Specifically, [1] addresses sampling from the Boltzmann distribution $p_{\text{target}}$ using a tractable initial distribution $\mu$ in Section 3, and it explored credit assignment via the energy function gradient $\nabla_x \mathcal{E}(x)$ in Section 4.1. In comparison, [1] requires computing the gradient $\nabla_x \mathcal{E}(x)$ through back-propagation for the inductive bias. Therefore it will be slower when evaluating $u(x)$ as defined in Equation (14), similar with the CEP [2]. In our QIPO algorithm, the $u(x)$ is directly learnt from the Q-weighted loss function so the evaluation time should be significantly reduced (see Table 3). Therefore we claimed that our method is the first that directly (without any additional gradient requirements) learn the energy-guided flow.

We appreciate your comment again and hope our response have addressed all your questions!

[1] Improved off-policy training of diffusion samplers, Marcin Sendera, Minsu Kim, Sarthak Mittal, Pablo Lemos, Luca Scimeca, Jarrid Rector-Brooks, Alexandre Adam, Yoshua Bengio, Nikolay Malkin, NeurIPS 2024

[2] Lu, Cheng, et al. "Contrastive energy prediction for exact energy-guided diffusion sampling in offline reinforcement learning." International Conference on Machine Learning. PMLR, 2023.

Thank you for your feedback. We address your questions below.

Q1. What is the contribution of this paper compared with reward-weighted regression EDP and QVPO?

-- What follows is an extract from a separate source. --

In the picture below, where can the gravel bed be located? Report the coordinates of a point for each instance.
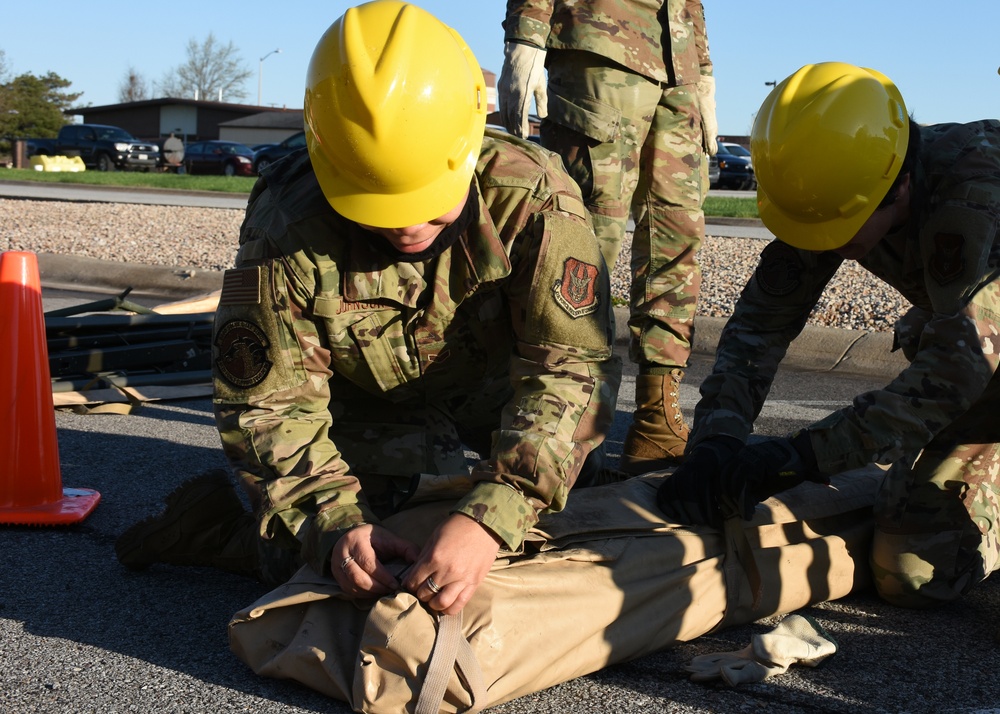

A1. Thank you for pointing out these references. We have included a detailed discussion of these papers in Appendix A. of the revised manuscript. Although the energy-weighted flow matching (and diffusion) loss appears similar to the reward-weighted regression in EDP or QVPO, they are fundamentally different for several reasons:

• Motivation: The energy-weighted diffusion model is derived from controlling the generation process of $q(x) \propto p(x) \exp(-\beta E(x))$, where both the original distribution $p(x)$ and the energy function $\beta E(x)$ are equally important. On the other hand, reward-weighted (policy) regression is formulated as minimizing the loss $\mathbb{E}[f(Q(s, a)) \log \pi_{\theta}(a | s)]$, as discussed in EDP [1]. The primary focus in RL is to maximize the $Q$ function, which differs significantly from generative modeling tasks where the goal is to generate high-quality samples while maintaining low energy. This distinction separates RL objectives from generative modeling objectives.
• Theoretical Insights: Building on our motivation, we provide theoretical guarantees that energy-weighted flow matching can accurately learn the probability distribution $q(x) \propto p(x) \exp(-\beta E(x))$ (in RL is $\pi(a | s) \propto \mu(a | s) \exp(\beta Q(s, a))$. In contrast, neither EDP [1] nor QVPO [2] can precisely learn this energy-guided distribution or provide such theoretical guarantees, as detailed below.
• Methodology: Although weighted regression is commonly used in literature, the Energy-Weighted diffusion differs from EDP and QVPO and provide unique perceptive:
  • Energy-Weighted Diffusion (ours) uses weights of the form $\exp(\beta Q(s, a)) / \mathbb{E}_{a \in \mu(\cdot | s)} \exp(\beta Q(s, a))$, which are guaranteed to generate $q(x) \propto p(x) \exp(-\beta E(x))$.
  • EDP uses a more artifically defined weight, $f(Q(s, a))$. Specifically,
    • $f_{\text{CRR}}(Q(s, a)) = \exp\left(\beta Q(s, a) - \mathbb{E}_{a \in \hat{\pi}} Q(s, a)\right)$, where $\hat{\pi} = \mathcal{N}(\hat{a}_0, I)$ and $\hat{a}_0$ is evaluated using the score network. This formulation oversimplifies the behavioral policy as a Gaussian distribution, making it different from the exact energy-guided distribution. Our approach, in contrast, directly samples from the behavioral policy $\mu(a | s)$.
    • $f_{\text{IQL}}(Q(s, a)) = \exp(Q(s, a) - V(s))$ suffers from a similar issue, as it replaces $\mathbb{E}_{a \in \hat{\pi}} Q(s, a)$ with $V(s)$. This difference prevents it from achieving the exact energy-guided distribution, and IQL also requires a pre-trained value function.
  • QVPO employs a linear weight $Q(s, a)$. Its goal, as discussed by the authors, is to encourage exploration in online RL, where exponential weighting is more suitable for offline RL.
  • As the theoretical analysis presented in Theorem 3.3 and Theorem 4.3, neither EDP nor QVPO can strictly recover the distribution $q(x) \propto p(x) \exp(-\beta E(x))$. While these algorithms improve $Q$ values, this is not the sole objective in generative modeling.
• Objective: Our methods balance alignment with the original policy $p(x)$ and energy guidance $E(x)$. This balance makes our approach applicable to diverse tasks, such as image synthesis and molecular structure generation, as demonstrated in Appendix F.3 and F.4 of the revision. In these tasks, simply maximizing the reward (e.g., generating a pure blue image) is inadequate; the generative model must align with the underlying dataset distribution.
• Empirical Performance: In comparison with EDP in the offline RL setting, our algorithm achieves superior performance, as presented in the table below. This highlights the importance of the theoretical guarantee on the distribution and the contribution of our paper.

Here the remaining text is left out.